Quality by Design
By hhnguyen on Jun 15, 2007
A product is only as good as its test suites.
This is a favorite mantra of one of the inventors of ZFS, Bill Moore. This is especially true for Sun Cluster Product and I couldn't agree with him more. Sun Cluster team assumes that anything not tested doesn't work and we apply a lot of rigor and discipline with heavy emphasis on quality throughout the software development life cycle.
What is Testing ?
There are several definitions for Testing. The one that I like the best is from Systematic Software Testing by Rick D. Craig and Stefan P. Jaskiel.
"Testing is a concurrent lifecycle process of engineering, using and maintaining testware in order to measure and improve the quality of software being tested."
This definition captures all the essential elements of what we do in the Sun Cluster group.
Concurrent lifecyle process of engineering
Quality team is involved right from the beginning championing product testability and making sure that testability features are designed right upfront. Getting an early start is vital for building successful test automation. During feature development, Quality engineers work in parallel on designing and implementing test suites both from the perspective of implementation and the documented behavior. We have a very strong requirement that every new feature in the release should be accompanied by corresponding test suite(s) to verify that the feature is working correctly. Without a test suite, the feature cannot be added to the product. Also, the tests have to be automated and they are run nightly and on every product build to ensure that errors don't creep in afterwards. So the mantra in the Sun cluster organization is "A feature is only as good as its test suite".
Test Automation has been one of our key strategic investments. We have highly engineered test automation software with sophisticated functional, fault injection, load and performance test suites. We call this software SCATE - Sun Cluster Automated Test Environment. It is a collection of test suites, tools and also includes a distributed test development and test execution framework that is used by several groups in the company. SCATE is state-of-the-art technology covered by several patents and has won the Chairman's Award for Innovation which is a prestigious award in the company.
For the high availability features, SCATE software is as sophisticated as the system under test and required a lot of thought and effort to design and develop. A key technology in SCATE is fault injection. This provides total programmed control of granularity with ability to inject faults deterministically at precise locations in the product source code. This includes both kernel level Sun Cluster code and also user space code. This has helped us simulate a wide variety of fault conditions that are hard to reproduce otherwise. The precision and the repeatability of fault injection has vastly improved the Reliability and Availability of Sun Cluster Product.
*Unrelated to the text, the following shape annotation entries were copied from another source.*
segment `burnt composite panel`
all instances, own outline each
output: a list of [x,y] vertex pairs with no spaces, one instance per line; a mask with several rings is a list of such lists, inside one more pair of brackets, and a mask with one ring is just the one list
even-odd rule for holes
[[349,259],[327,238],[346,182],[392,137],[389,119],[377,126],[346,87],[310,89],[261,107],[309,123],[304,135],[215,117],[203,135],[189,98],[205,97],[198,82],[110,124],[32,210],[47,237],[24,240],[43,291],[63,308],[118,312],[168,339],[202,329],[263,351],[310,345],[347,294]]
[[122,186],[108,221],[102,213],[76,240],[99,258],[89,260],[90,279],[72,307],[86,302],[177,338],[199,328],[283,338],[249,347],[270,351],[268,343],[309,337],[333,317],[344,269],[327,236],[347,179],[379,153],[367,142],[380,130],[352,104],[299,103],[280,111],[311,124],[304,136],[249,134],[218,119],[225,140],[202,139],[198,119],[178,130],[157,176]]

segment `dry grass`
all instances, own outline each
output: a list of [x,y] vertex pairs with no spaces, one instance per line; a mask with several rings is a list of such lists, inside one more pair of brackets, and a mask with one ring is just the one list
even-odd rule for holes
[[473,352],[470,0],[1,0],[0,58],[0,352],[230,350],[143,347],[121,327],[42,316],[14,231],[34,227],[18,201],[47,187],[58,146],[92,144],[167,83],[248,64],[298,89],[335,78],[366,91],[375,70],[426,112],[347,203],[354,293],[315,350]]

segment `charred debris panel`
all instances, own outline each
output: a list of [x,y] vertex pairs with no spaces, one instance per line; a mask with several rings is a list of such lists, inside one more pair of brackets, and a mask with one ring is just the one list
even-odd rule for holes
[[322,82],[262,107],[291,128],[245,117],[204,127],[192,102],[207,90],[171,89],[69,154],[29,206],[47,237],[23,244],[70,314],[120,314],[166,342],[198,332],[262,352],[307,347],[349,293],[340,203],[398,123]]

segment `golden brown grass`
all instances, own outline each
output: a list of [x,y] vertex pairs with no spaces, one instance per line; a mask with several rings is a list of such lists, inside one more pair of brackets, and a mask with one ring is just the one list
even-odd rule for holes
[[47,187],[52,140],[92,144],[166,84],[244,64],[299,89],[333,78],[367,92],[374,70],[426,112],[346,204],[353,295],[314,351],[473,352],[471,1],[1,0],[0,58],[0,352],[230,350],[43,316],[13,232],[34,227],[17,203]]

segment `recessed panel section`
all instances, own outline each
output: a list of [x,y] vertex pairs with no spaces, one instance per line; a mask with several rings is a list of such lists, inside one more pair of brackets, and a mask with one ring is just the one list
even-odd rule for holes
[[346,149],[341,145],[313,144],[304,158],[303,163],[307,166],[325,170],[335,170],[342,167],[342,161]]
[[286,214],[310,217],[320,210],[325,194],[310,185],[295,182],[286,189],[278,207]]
SCATE has 1.5 million lines of test code with over 50 Automated test suites. We execute over 350,000 automated tests per release across a complex test matrix and inject over 50,000 faults. Automated tests are run 24x7x365 from Dublin to Bangalore and points in between. SCATE tests are executed by several groups in Sun for qualification of new Servers, Storage, Solaris, Filesystems and Volume manager versions with Sun Cluster.
SCATE is also used in the Open Storage Program. We partnered with some of the best storage vendors in the industry to offer enhanced choice to our customers. The storage that is certified through the Sun Cluster OSP has been rigorously tested by SCATE software and the test results have been jointly reviewed and approved. The joint interoperability matrix is instrumental in architecting a high-availability solution with confidence. SCATE also includes generic functional and fault injection tests for validation of failover and scalable agents developed at Sun and by third parties. This speeds up the qualification effort with extensive coverage at a low cost.
Measure and Improve
We constantly measure the quality of our software, processes and make steady improvements. One of the areas that we closely monitor is Test Escapes. These are customer encountered defects which were not found by our tests. We take all the Test Escapes very seriously and add new test cases to plug the holes. Each bug fix is accompanied by a test case. This closes the loop between Development, Quality, Sustaining and protects against any future regressions.
Speaking of improvements, Testing on the Toilet looks like an interesting idea to teach engineers about testing during their "downtime"
- Sekhar and the SCATE Team